Two other operating segments will be part of Mr. Chen’s strategy. The first is Blackberry Messenger, which is still extremely popular – the extension of Blackberry Messenger onto iOS and Android devices was very well received, with over 40 million downloads during the last couple of months of 2013. The company plans to continue investing in the service in the hopes of turning it into a revenue generator.
The last piece of the puzzle is QNX, which is already the leading in-car operating system. Recently Blackberry launched a cloud business division for QNX, which will provide solutions for connecting machines for devices (more commonly referred to as the “Internet of Things”).
Of course Blackberry is still losing money, but could turn cash-flow positive by the end of 2015. Until then, the company has $3.2 billion in cash on the balance sheet to fund its turnaround. The company will get further boosts from real estate sales, tax refunds, and a reduction in royalty payments. If John Chen should have plenty of time to implement his plan, assuming he does so successfully.

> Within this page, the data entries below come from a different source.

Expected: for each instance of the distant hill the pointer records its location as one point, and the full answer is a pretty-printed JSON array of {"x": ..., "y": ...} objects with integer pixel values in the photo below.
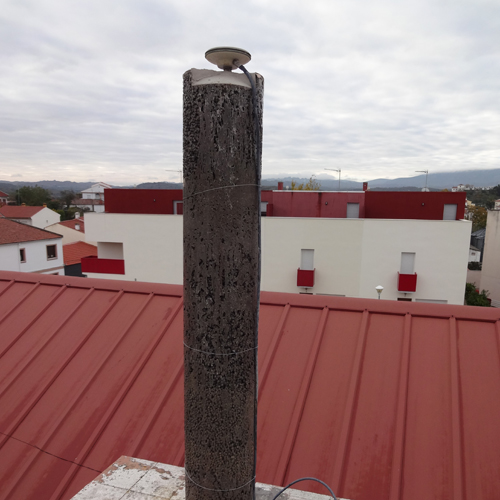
[
  {"x": 437, "y": 181},
  {"x": 55, "y": 187}
]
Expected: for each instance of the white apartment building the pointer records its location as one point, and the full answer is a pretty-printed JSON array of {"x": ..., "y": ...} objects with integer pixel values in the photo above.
[{"x": 419, "y": 260}]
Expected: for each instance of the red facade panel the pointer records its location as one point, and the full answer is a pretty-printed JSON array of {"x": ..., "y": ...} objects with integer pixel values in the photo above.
[
  {"x": 407, "y": 282},
  {"x": 380, "y": 399},
  {"x": 305, "y": 278},
  {"x": 411, "y": 204},
  {"x": 104, "y": 266},
  {"x": 313, "y": 203}
]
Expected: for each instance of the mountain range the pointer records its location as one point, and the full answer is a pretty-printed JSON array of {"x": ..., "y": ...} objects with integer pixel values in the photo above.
[{"x": 435, "y": 181}]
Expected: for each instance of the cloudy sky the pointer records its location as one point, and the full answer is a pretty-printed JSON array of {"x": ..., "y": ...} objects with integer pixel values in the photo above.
[{"x": 92, "y": 89}]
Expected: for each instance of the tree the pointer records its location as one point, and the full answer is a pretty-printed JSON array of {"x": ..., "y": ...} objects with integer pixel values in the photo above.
[
  {"x": 474, "y": 298},
  {"x": 478, "y": 216},
  {"x": 33, "y": 196},
  {"x": 311, "y": 185}
]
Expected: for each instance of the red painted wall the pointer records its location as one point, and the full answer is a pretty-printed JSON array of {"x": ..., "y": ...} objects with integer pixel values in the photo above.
[
  {"x": 141, "y": 201},
  {"x": 411, "y": 204},
  {"x": 313, "y": 203}
]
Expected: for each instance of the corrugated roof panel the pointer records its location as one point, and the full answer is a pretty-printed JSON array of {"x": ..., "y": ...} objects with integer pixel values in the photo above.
[
  {"x": 382, "y": 400},
  {"x": 478, "y": 359}
]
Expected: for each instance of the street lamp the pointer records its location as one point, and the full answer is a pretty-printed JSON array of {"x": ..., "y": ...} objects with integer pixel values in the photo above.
[
  {"x": 335, "y": 170},
  {"x": 426, "y": 172}
]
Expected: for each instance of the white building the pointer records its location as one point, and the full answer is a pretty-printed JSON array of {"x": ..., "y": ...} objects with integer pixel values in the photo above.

There are a couple other factors working in Blackberry’s favour. One is its patent portfolio, which last year was estimated to be worth $2-3 billion (about $5 per share). The other is John Chen himself, who has an excellent track record with turning around struggling technology companies. Most prominently, he took over struggling database and systems services company Sybase. Mr. Chen refocused the company towards mobile information and restored profitability before selling Sybase to SAP AG for $5.8 billion (US).
Mr. Chen is certainly off to a promising start, and the market has reacted well. The company’s shares have nearly doubled since their December low. But many people have been burned in the past after betting on a Blackberry turnaround. Time will tell if this time is different.